Inevitably, politicians are keen to cast the Glasgow pact in as positive a light as possible, in particular, because it is more specific on scaling back fossil fuel production than previous climate summits have managed. By contrast, George Monbiot has called the agreement “a suicide pact”, and director of Global Justice Now Nick Dearden described it as a “hollowed-out agreement” that won’t deliver justice for those facing the worst impacts of climate change.

COP26 should indeed have been a major turning point for ending the fossil fuel era and centring climate justice. It also should have been a turning point for nonhuman beings. Countries agreed upon several key targets that, if taken to their logical conclusions, should slash the number of animals being killed for food and protect millions of wild animals in the process. But the absence of any reference to reforming the world’s food systems leaves the fate of other species unchanged at worst and uncertain at best.

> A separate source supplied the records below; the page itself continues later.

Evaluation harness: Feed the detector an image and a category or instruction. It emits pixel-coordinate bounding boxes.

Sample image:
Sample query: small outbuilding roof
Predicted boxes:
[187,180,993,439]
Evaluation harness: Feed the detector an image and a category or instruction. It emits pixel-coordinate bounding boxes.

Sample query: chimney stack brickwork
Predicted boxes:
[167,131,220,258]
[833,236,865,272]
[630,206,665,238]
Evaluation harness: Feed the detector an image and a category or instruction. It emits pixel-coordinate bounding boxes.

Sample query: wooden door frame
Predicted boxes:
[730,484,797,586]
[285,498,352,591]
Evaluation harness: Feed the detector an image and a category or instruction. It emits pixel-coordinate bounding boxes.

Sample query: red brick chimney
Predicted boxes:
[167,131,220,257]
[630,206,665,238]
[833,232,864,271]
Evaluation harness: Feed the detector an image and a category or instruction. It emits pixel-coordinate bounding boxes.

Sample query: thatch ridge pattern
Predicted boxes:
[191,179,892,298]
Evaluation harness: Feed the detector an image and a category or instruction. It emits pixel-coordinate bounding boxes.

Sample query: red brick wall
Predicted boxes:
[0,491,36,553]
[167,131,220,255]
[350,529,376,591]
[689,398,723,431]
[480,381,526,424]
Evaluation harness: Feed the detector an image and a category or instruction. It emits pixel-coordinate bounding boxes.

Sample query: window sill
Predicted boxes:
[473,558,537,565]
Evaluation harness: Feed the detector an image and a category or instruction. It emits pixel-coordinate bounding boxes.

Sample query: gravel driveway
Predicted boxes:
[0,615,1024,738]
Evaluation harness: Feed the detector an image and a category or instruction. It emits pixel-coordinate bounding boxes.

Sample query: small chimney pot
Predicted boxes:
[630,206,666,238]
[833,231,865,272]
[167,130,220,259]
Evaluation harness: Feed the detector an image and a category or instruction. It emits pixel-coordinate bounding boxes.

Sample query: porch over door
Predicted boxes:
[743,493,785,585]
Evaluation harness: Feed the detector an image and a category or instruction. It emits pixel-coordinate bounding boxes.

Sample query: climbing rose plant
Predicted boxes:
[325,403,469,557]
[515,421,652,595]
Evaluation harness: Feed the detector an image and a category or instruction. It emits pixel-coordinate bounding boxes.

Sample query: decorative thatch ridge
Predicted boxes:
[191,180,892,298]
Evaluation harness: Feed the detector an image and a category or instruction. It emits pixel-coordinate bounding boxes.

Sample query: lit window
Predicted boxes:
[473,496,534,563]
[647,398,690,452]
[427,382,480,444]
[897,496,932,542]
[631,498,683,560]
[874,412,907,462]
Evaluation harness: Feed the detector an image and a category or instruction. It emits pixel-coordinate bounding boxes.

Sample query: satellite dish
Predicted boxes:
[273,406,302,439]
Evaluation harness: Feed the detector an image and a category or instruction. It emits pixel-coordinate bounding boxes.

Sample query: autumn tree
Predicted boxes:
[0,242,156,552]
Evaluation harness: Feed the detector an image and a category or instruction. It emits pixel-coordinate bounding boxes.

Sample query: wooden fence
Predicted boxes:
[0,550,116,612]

The first targets of note are the commitment of $20 billion in public and private finance for protecting forests and a pledge, signed by more than 100 world leaders, to end and reverse deforestation by 2030. Surge already covered the problems with this pledge, namely how it fails to address the leading causes of deforestation including agricultural expansion. Different forested regions clear trees to grow different agricultural products; for example, the palm oil industry is to blame for the majority of deforestation in Indonesia, while in Brazil and Argentina cattle ranching and growing soy for animal feed are major drivers. There are animal victims connected to all these activities, whether it’s the wild animals losing their homes to palm oil or soy plantations, or the farmed chickens, pigs, and cows in places like the UK and US who are confined indoors and fed on imported soy. Countries must look at how they are contributing to deforestation and make plans to scale back those activities accordingly. For the UK, that would certainly include phasing out intensive animal agriculture, saving millions of animals from miserable lives and deaths.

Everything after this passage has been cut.